All the recent talk about the Titanic got me thinking about the similarities of being involved in projects that we know have hit the metaphoric “iceberg” and are now slowly sinking and falling apart around you. What are the five warning signs that your project is about to fail could we have looked for to help ensure the success of the project, rather than everyone going down with it?
Here are five warning signs that your IT project is about to fail
1: Inconsistent Timing
Timing on a project can be a delicate thing. The Project Manager jockey’s slack and other project variables to keep the completion date fixed. Consider timing to be an issue when factoring in the scarcity of resources. Resources will always be your biggest obstacle so, what they’re working on is of critical importance to you.
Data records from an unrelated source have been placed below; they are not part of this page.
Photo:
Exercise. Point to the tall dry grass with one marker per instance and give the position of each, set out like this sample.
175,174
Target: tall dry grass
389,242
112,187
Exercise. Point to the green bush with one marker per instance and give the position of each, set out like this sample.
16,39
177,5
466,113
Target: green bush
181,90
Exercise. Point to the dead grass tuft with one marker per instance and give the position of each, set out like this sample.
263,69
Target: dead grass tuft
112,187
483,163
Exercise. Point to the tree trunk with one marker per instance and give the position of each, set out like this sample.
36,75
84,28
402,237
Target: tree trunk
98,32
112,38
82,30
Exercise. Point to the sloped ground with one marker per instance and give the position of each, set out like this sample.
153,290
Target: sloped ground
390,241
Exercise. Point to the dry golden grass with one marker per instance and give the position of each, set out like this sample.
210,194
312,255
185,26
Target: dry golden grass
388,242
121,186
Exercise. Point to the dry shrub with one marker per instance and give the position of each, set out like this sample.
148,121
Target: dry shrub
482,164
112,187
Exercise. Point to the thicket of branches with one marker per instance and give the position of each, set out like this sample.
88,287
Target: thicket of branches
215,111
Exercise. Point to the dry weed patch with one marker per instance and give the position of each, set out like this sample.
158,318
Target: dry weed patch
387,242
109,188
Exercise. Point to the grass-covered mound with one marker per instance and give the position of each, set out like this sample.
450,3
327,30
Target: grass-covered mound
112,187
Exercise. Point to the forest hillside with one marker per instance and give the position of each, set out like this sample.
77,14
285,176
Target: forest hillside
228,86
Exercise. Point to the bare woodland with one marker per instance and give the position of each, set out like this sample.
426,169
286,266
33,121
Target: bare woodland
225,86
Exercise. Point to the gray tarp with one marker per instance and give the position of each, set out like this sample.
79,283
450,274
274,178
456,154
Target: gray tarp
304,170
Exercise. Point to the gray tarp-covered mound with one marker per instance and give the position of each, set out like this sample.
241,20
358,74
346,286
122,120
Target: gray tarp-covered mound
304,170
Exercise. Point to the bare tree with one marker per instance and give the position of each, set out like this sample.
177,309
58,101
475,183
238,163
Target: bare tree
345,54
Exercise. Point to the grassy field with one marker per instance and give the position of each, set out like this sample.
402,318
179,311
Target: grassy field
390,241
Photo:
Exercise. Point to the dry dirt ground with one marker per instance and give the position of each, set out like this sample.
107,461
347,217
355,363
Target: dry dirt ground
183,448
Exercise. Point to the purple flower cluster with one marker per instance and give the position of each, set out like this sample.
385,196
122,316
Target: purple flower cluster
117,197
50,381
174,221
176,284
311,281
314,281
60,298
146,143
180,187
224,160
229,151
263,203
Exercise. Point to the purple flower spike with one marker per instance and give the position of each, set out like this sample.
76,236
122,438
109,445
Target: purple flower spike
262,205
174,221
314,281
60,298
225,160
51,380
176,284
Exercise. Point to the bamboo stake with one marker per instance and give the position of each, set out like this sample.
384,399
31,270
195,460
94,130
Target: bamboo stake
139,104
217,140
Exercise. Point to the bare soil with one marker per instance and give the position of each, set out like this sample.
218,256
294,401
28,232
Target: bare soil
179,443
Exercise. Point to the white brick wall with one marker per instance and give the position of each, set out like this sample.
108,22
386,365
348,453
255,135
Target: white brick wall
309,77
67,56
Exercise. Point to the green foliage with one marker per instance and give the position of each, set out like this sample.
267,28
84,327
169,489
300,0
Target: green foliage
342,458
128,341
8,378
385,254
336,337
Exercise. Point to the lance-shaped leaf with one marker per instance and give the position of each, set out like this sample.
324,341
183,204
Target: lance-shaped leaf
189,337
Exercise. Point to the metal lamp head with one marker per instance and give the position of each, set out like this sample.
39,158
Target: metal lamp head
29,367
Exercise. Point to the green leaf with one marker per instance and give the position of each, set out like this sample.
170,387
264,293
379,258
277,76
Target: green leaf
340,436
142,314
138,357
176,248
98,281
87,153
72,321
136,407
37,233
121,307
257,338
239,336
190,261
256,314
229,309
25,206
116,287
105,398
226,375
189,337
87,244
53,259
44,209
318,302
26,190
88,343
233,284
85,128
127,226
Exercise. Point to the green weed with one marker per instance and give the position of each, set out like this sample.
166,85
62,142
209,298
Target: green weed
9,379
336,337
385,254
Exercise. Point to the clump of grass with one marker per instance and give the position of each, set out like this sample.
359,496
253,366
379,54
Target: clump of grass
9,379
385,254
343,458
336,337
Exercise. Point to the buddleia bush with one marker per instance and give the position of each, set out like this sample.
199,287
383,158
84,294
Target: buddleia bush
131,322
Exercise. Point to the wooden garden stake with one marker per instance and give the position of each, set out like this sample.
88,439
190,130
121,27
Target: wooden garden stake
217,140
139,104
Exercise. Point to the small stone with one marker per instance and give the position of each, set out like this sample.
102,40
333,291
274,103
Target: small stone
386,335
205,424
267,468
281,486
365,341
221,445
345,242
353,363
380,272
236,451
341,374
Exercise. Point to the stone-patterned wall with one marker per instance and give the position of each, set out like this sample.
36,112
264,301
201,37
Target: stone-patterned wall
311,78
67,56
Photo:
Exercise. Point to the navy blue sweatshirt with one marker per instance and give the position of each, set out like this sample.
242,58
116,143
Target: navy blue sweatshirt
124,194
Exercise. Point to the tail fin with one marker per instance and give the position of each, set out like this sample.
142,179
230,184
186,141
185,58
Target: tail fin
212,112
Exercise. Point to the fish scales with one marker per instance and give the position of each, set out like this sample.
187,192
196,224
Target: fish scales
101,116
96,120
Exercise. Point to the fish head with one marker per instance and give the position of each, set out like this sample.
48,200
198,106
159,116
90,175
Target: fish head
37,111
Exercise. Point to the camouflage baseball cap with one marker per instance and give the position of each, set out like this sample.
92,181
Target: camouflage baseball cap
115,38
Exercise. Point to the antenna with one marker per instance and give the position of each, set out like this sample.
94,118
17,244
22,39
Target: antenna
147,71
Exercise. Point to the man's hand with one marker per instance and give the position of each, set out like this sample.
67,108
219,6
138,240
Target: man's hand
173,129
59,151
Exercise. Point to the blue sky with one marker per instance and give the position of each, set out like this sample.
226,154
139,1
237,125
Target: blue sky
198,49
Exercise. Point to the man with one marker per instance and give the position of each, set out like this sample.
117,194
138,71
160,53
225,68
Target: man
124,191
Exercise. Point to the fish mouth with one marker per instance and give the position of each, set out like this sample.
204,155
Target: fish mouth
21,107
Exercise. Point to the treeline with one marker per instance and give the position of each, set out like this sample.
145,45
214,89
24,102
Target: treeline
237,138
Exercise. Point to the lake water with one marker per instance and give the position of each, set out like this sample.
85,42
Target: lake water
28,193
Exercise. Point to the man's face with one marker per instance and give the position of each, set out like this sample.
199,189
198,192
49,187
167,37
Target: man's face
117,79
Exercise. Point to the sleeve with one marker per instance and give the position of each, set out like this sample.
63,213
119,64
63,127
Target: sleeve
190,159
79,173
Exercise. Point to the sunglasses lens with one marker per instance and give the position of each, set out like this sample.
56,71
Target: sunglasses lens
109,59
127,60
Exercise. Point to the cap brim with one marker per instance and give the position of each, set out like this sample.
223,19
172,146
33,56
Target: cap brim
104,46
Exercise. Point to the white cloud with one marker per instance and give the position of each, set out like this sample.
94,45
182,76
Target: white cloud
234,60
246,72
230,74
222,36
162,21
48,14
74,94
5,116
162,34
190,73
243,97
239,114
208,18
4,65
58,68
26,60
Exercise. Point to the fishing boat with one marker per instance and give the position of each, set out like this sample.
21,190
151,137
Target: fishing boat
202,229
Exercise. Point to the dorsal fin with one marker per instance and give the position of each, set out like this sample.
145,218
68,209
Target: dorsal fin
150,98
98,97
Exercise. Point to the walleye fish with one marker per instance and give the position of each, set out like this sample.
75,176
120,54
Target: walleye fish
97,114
A Project Manager’s friend is the scope change. If the resources aren’t available, or the scope has changed then bring it up in the next client update and move the completion date to accommodate the change.
2: Scale & Lack of Definition
The project is monolithic. The adage “How do you eat an elephant? “comes to mind. When you engage in a large project, it should be broken down into manageable pieces. Each objective and milestone must be well defined and achievable. Otherwise, you may find yourself going back to the drawing board over and over again to “get it right” which will impact the timing (see one above) and is a sure sign the project is not going in the right direction.
If you’re going to use Waterfall, then spend the time up front to define, document, meet and agree on the scope and schedule.
3: Lack of Support
Buy-in from all the stakeholders that the project will impact. Lack of support from management, department heads or from within the project team itself is vital. If any of these are going in different directions, failure is in the air. Manage support through Communication, our next point. Regularly scheduled meetings with a fixed agenda that reveals all is critical to your project’s success.
4: Poor Communication
Communication must be clear, concise and coordinated to ensure the success of the project. I use a “weekly traction meeting” to keep communication “in”. When communication goes “out”, it’s difficult to maintain support. A weekly traction meeting is simply a status update with a fixed agenda, every week at the same time. Invite all the stakeholders and send out the meeting minutes.